As consolidation continues to remake the chemical industry, companies need to hone their M&A capabilities, sharpen their outlook, and work through roadblocks to make certain they can be proactive and remain competitive in a very dynamic environment. To this end, we have defined six recommendations for active M&A players:

  • Set reasonable downstream goals. Executives need to realistically assess how many end industries their company should play in. Companies that get too broad run the risk of losing focus and not getting deep enough in terms of customer centricity in all the industries. 
  • Continually pursue business “fit.” Maintain a fresh, unsentimental perspective on the business. Regularly analyze business units and assets. Identify those areas of the business that are no longer a good fit (and perhaps never were) and that other players, including private equity, might like to acquire. It is also important for players to connect and follow competitor moves and assess their own business performance on a continual basis.
  • Scan for threats and opportunities. Proactively monitor trends and the competitive landscape to understand what is happening not only in adjacent markets but also in downstream markets to spot threats and opportunities from competitors. Be open to acquisitions to specialize operations and deepen capabilities. This will require institutionalizing processes to screen targets regularly.
  • Be opportunistic. Sometimes the best opportunities are the ones you aren’t expecting, but if you can pivot quickly to consider them, especially at a time when regulators are likely to force a sale, you could score a good deal. For example, in April, BASF agreed to acquire seed and crop protection assets from Bayer valued at €1.7 billion as Bayer sought antitrust approval for its acquisition of Monsanto (which it finally won in May). BASF’s purchase came after it had already agreed to purchase €5.9 billion in Bayer assets in October 2017. Similar opportunities are expected to arise from the Linde/Praxair deal.
  • Be flexible with M&A structures. The regulatory dynamic is likely to yield more complex agreements between regulators and acquirers—with carve-outs, asset sharing, asset swaps, and joint ventures—creating more M&A opportunities, albeit perhaps less conventional opportunities. Remain open to these deal structures to make full use of available opportunities. For example, both BASF (in 2017) and Clariant (in 2014) divested their leather chemical businesses to Stahl Holdings in exchange for cash plus a minority stake in the company—making Stahl the global market leader in leather chemicals. Meanwhile, the merger of Dow and DuPont required the divestment of crop protection businesses that resulted in an asset swap with FMC’s health and nutrition business in 2017.
  • Don’t break what you buy. Institutionalize your integration processes so that each acquisition is fairly assessed and integrated correctly. That doesn’t mean each acquisition is integrated in an identical way. Sometimes it’s best to keep the target’s business model operating in parallel with the incumbent’s business model. This is especially likely in downstream businesses where models are tailored to meet the demands of an end industry or segment. Trying to completely integrate a downstream business model could easily destroy value.

Put the Future in Focus

Chemical companies need an active M&A strategy that is tuned to sense new business opportunities around the globe. This has never been more important, as the trend toward consolidation and deeper specialization to serve fewer end industries and chemical segments gathers strength and as companies involved in megadeals will increasingly spin off assets to gain regulatory approval.

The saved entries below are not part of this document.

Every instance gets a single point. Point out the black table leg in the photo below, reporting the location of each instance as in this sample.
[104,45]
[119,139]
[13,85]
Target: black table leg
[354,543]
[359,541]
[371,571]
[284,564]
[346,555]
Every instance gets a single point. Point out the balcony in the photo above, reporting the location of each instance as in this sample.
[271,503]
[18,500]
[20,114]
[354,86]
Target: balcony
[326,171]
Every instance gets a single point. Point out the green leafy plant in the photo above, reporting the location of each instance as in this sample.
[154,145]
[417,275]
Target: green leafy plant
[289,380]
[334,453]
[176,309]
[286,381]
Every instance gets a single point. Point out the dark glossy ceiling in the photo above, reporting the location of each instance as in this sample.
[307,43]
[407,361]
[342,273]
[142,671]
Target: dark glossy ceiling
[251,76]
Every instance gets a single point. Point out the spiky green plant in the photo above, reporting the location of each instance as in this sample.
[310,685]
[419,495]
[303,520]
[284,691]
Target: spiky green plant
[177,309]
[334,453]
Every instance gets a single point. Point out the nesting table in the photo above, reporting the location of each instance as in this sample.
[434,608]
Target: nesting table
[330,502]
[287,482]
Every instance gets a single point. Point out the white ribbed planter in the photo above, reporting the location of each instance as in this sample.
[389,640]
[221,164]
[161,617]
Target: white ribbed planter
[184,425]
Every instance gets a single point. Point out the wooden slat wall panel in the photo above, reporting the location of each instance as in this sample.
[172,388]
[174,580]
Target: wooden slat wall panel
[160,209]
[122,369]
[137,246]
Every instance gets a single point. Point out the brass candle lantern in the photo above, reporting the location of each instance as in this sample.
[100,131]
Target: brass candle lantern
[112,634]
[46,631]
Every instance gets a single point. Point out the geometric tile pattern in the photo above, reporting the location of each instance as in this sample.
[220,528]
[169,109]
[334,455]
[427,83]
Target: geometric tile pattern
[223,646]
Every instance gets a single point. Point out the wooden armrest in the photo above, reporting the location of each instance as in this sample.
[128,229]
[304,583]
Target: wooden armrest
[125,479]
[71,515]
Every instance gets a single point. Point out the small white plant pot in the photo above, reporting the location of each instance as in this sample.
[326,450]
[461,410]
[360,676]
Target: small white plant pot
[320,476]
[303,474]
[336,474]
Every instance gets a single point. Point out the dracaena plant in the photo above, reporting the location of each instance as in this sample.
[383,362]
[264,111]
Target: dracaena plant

Companies that want to leverage these trends for their own advantage will need to compete not only with other industry players but with a very active and expert PE community. Though the competition will be intense—and regulatory and political issues will invariably make structuring deals complex—companies can position themselves for long-term success by institutionalizing an M&A strategy and honing their expertise.